Phase 4: Deploy Health Monitor
Copy the included scripts/health-monitor.sh to the standby:
sudo cp health-monitor.sh /usr/local/bin/openclaw-health-monitor.sh
sudo chmod +x /usr/local/bin/openclaw-health-monitor.sh
Edit the variables at the top:
PRIMARY_IP— your primary's Tailscale IPPRIMARY_PORT— your primary's gateway port (default: 18789)SECRETS_HOST— (optional) host to rsync secrets from on promotion
Create the systemd services:
/etc/systemd/system/openclaw-health-monitor.service
[Unit]
Description=OpenClaw Failover Health Monitor
After=network-online.target tailscaled.service
Wants=network-online.target
[Service]
Type=simple
ExecStart=/usr/local/bin/openclaw-health-monitor.sh
Restart=always
RestartSec=10
[Install]
WantedBy=multi-user.target
/etc/systemd/system/openclaw.service
[Unit]
Description=OpenClaw Gateway (Failover)
After=network-online.target tailscaled.service
Wants=network-online.target
[Service]
Type=simple
User=openclaw
Group=openclaw
WorkingDirectory=/home/openclaw/.openclaw/workspace
ExecStart=/usr/bin/openclaw gateway run
Restart=on-failure
RestartSec=5
Environment=HOME=/home/openclaw
Environment=NODE_ENV=production
[Install]
WantedBy=multi-user.target
Enable the monitor (but NOT the gateway — the monitor starts it on promotion):
sudo systemctl daemon-reload
sudo systemctl enable openclaw-health-monitor
sudo systemctl start openclaw-health-monitor
# Do NOT enable openclaw.service — the monitor controls it
Phase 5: Disable Standby Channel on Primary
This is critical. Remove or disable the standby's channel from your primary config:
{
"channels": {
"discord": { "enabled": false }
}
}
Each node owns its channels exclusively. No sharing, no conflicts.
Phase 6: Test
# On primary — simulate failure
sudo systemctl stop openclaw-gateway # or kill the process
# Watch the standby logs
journalctl -u openclaw-health-monitor -f
# Expected: 3 failed checks → PROMOTE → gateway starts → standby channel live
# On primary — recover
sudo systemctl start openclaw-gateway
# Expected: standby detects primary → DEMOTE → gateway stops
Failover Timeline
| Time | Event |
|---|---|
| 0s | Primary goes down |
| 10s | First health check fails |
| 20s | Second check fails |
| 30s | Third check fails → PROMOTE |
| 35s | Git pull, secrets sync |
| 40s | Gateway starting |
| 45s | Standby channel active |
| ~60s | You're reachable again |
Edge Cases
| Scenario | Result |
|---|---|
| Primary dies | Standby promotes in ~30-60s |
| Primary + standby die | You're offline (add a third node?) |
| Network partition | Standby may promote while primary is still running — but since they use different channels, no conflicts |
| Standby reboots | Health monitor auto-restarts (systemd), resumes watching |
| Primary flaps | Promote/demote cycles — health monitor handles it, but consider increasing FAIL_THRESHOLD |
Failback
Recovery is automatic. When the primary comes back:
- Health monitor detects primary healthy
- Stops the standby gateway
- Primary resumes all channels
- Standby returns to watching
No manual intervention needed.
Cost
| Component | Cost |
|---|---|
| VPS (2GB RAM) | $6-12/mo |
| Tailscale | Free (personal) |
| Git repo | Free |
| Total | $6-12/mo |
Tips
- Test monthly. Kill your primary, verify failover works. Trust but verify.

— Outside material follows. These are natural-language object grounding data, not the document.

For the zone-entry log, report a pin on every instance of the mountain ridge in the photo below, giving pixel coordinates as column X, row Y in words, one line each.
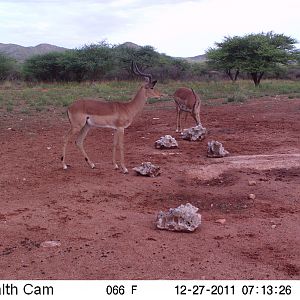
column 21, row 53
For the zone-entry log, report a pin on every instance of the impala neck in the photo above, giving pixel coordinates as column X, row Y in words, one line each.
column 138, row 102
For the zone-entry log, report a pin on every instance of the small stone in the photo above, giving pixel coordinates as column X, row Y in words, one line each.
column 251, row 182
column 216, row 149
column 183, row 218
column 196, row 133
column 220, row 221
column 148, row 169
column 49, row 244
column 166, row 142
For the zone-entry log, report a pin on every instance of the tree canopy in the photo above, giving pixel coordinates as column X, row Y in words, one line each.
column 255, row 54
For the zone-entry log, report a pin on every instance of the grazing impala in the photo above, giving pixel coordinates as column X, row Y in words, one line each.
column 87, row 113
column 188, row 101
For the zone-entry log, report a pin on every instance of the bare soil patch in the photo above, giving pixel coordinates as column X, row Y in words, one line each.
column 102, row 221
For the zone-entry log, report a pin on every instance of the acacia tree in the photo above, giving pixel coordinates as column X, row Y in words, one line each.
column 255, row 54
column 7, row 67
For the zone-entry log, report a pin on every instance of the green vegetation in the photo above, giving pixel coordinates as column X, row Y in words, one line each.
column 24, row 99
column 254, row 54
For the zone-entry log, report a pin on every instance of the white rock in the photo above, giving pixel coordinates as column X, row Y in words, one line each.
column 221, row 221
column 148, row 169
column 182, row 218
column 166, row 141
column 49, row 244
column 196, row 133
column 216, row 149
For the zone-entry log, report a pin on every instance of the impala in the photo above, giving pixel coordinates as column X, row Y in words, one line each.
column 87, row 113
column 188, row 101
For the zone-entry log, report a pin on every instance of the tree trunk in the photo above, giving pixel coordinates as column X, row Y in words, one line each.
column 233, row 78
column 257, row 76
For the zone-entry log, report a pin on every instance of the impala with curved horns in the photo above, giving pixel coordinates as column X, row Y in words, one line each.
column 188, row 101
column 87, row 113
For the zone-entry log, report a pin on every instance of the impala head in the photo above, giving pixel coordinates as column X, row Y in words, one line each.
column 149, row 83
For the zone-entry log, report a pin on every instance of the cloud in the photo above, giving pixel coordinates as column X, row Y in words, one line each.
column 178, row 28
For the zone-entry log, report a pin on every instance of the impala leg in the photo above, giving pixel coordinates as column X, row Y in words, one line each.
column 177, row 119
column 79, row 142
column 120, row 132
column 196, row 117
column 67, row 137
column 115, row 145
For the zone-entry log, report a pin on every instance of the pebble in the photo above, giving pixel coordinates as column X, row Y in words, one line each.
column 251, row 196
column 220, row 221
column 48, row 244
column 251, row 182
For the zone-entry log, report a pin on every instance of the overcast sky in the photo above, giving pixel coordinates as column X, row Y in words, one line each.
column 174, row 27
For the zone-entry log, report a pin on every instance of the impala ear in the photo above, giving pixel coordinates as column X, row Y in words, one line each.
column 154, row 83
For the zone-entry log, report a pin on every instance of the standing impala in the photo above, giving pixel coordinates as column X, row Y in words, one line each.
column 87, row 113
column 188, row 101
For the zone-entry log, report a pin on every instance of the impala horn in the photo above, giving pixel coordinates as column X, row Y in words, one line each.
column 137, row 71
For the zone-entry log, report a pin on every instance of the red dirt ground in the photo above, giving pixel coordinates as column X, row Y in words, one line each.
column 105, row 220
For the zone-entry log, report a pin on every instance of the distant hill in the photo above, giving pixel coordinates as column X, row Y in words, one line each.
column 21, row 53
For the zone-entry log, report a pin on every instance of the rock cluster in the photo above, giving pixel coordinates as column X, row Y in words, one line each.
column 167, row 142
column 216, row 149
column 182, row 218
column 196, row 133
column 147, row 169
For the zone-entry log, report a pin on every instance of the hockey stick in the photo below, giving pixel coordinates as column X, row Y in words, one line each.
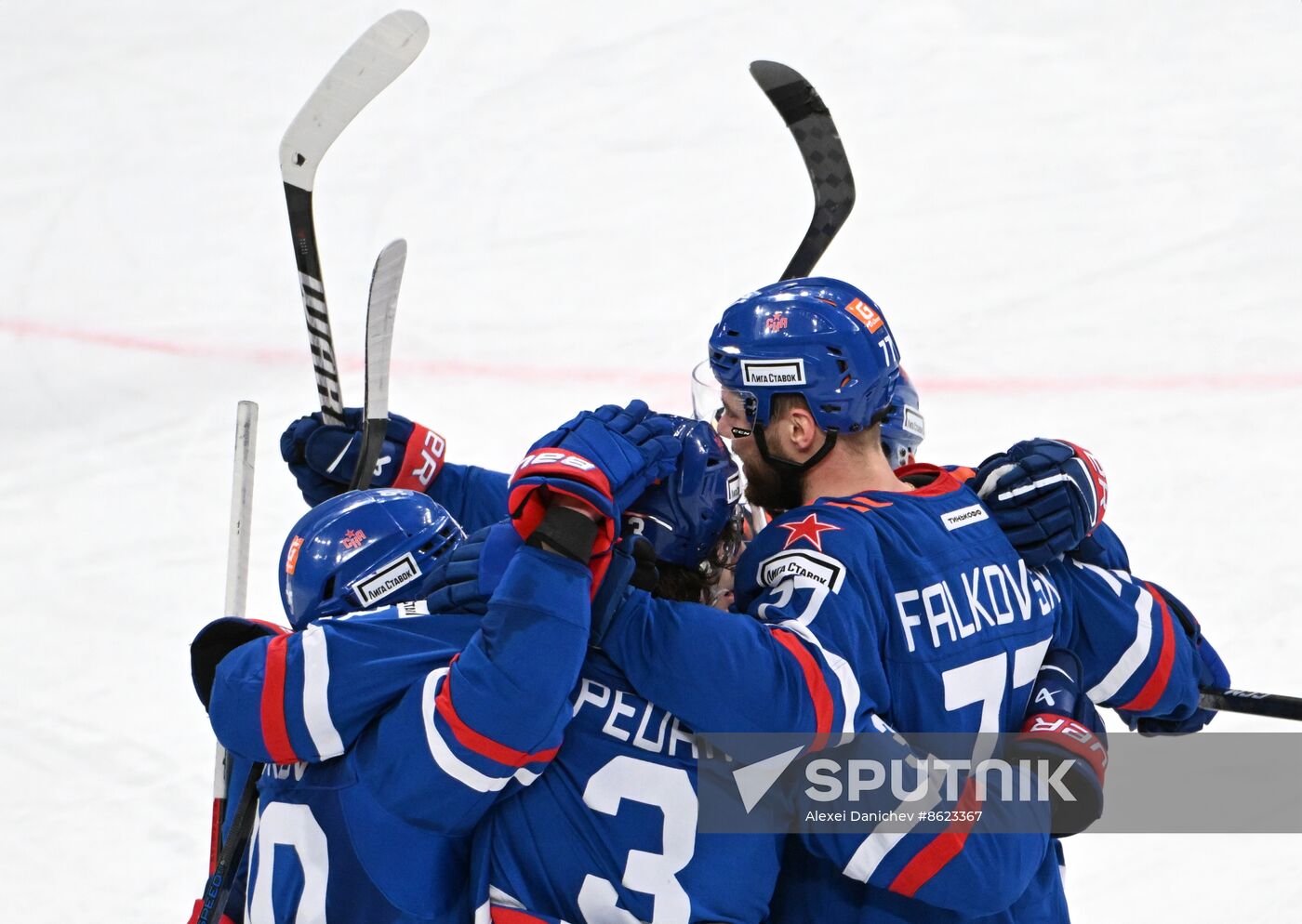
column 383, row 52
column 380, row 309
column 824, row 158
column 1252, row 703
column 237, row 594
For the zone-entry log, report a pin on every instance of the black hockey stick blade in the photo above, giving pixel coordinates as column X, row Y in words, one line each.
column 217, row 891
column 824, row 158
column 1252, row 703
column 383, row 52
column 380, row 311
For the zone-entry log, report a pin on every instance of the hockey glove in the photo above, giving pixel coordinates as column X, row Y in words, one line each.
column 603, row 459
column 218, row 640
column 1063, row 725
column 465, row 579
column 322, row 457
column 633, row 566
column 198, row 910
column 1045, row 495
column 1211, row 673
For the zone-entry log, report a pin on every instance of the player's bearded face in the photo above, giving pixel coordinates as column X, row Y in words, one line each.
column 765, row 485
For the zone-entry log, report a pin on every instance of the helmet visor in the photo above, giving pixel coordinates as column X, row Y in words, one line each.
column 712, row 403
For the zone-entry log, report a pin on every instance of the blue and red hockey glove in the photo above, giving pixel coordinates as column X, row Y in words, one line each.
column 322, row 455
column 602, row 461
column 1061, row 724
column 1211, row 674
column 1045, row 495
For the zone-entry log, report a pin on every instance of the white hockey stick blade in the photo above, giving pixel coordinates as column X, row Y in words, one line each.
column 241, row 509
column 383, row 52
column 380, row 312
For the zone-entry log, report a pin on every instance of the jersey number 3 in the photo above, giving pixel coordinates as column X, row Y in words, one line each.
column 670, row 790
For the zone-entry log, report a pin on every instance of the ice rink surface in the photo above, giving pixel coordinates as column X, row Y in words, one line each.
column 1083, row 220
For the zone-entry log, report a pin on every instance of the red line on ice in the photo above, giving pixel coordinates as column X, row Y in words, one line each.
column 459, row 368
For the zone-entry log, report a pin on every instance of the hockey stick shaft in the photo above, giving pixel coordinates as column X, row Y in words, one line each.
column 380, row 311
column 383, row 52
column 1246, row 702
column 237, row 583
column 217, row 891
column 820, row 147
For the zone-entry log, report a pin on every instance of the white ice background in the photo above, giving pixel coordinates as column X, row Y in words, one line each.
column 1081, row 218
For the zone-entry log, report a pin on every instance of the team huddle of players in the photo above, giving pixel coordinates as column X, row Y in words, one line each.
column 511, row 729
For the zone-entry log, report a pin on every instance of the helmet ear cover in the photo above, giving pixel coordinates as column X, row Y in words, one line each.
column 684, row 514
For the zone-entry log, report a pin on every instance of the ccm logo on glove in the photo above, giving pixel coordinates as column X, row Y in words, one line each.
column 422, row 459
column 555, row 458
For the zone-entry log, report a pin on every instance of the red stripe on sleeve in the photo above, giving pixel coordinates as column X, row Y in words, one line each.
column 944, row 848
column 1156, row 683
column 816, row 683
column 275, row 735
column 504, row 915
column 422, row 461
column 479, row 744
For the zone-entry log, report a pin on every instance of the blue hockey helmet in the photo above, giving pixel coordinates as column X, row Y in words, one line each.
column 817, row 337
column 364, row 549
column 684, row 514
column 904, row 429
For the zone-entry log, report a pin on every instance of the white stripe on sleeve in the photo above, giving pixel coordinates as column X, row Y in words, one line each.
column 321, row 726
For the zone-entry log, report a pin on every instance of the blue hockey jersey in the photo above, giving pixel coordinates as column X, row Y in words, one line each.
column 390, row 733
column 609, row 830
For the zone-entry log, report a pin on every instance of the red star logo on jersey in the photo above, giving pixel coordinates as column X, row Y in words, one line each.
column 810, row 529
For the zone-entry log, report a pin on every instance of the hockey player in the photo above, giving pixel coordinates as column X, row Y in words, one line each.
column 882, row 596
column 492, row 702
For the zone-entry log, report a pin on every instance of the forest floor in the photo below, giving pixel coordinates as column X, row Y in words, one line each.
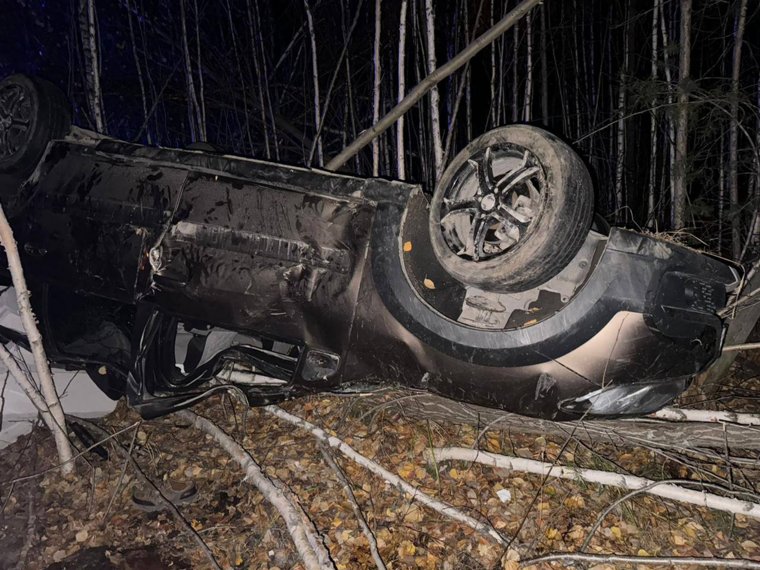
column 49, row 522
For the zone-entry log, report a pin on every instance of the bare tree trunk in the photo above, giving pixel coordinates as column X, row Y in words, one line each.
column 201, row 94
column 435, row 118
column 621, row 211
column 376, row 88
column 265, row 80
column 192, row 98
column 733, row 132
column 259, row 80
column 682, row 118
column 651, row 222
column 527, row 104
column 315, row 78
column 140, row 79
column 755, row 237
column 92, row 63
column 441, row 73
column 400, row 155
column 494, row 103
column 544, row 70
column 52, row 403
column 669, row 117
column 721, row 192
column 515, row 74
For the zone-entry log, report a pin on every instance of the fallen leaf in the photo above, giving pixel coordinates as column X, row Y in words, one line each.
column 406, row 548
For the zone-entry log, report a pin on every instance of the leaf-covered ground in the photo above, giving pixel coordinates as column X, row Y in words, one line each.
column 50, row 522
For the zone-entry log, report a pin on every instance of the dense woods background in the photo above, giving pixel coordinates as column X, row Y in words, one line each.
column 659, row 96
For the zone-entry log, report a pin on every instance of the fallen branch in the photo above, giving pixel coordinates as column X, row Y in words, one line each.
column 56, row 422
column 630, row 482
column 77, row 456
column 355, row 506
column 415, row 494
column 708, row 416
column 441, row 73
column 645, row 431
column 171, row 507
column 572, row 557
column 312, row 551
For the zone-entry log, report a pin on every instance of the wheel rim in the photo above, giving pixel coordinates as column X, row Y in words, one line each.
column 15, row 119
column 492, row 202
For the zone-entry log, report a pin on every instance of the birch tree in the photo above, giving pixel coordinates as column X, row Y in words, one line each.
column 193, row 108
column 89, row 33
column 376, row 88
column 400, row 155
column 682, row 119
column 435, row 118
column 733, row 131
column 651, row 213
column 315, row 80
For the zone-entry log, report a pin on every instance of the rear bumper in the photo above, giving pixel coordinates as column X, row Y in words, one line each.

- Keep the standby minimal. No crons, no extra channels. It's recovery mode.
- Git push frequently. The standby's workspace is only as fresh as your last push.
- Use Tailscale. It makes cross-VPS networking trivial. No firewall rules, no port forwarding.
- Different bot tokens. If using Discord on both, you need two bot applications. Same bot token = last-connect-wins.
- Monitor the monitor. Check
journalctl -u openclaw-health-monitoroccasionally to make sure it's running.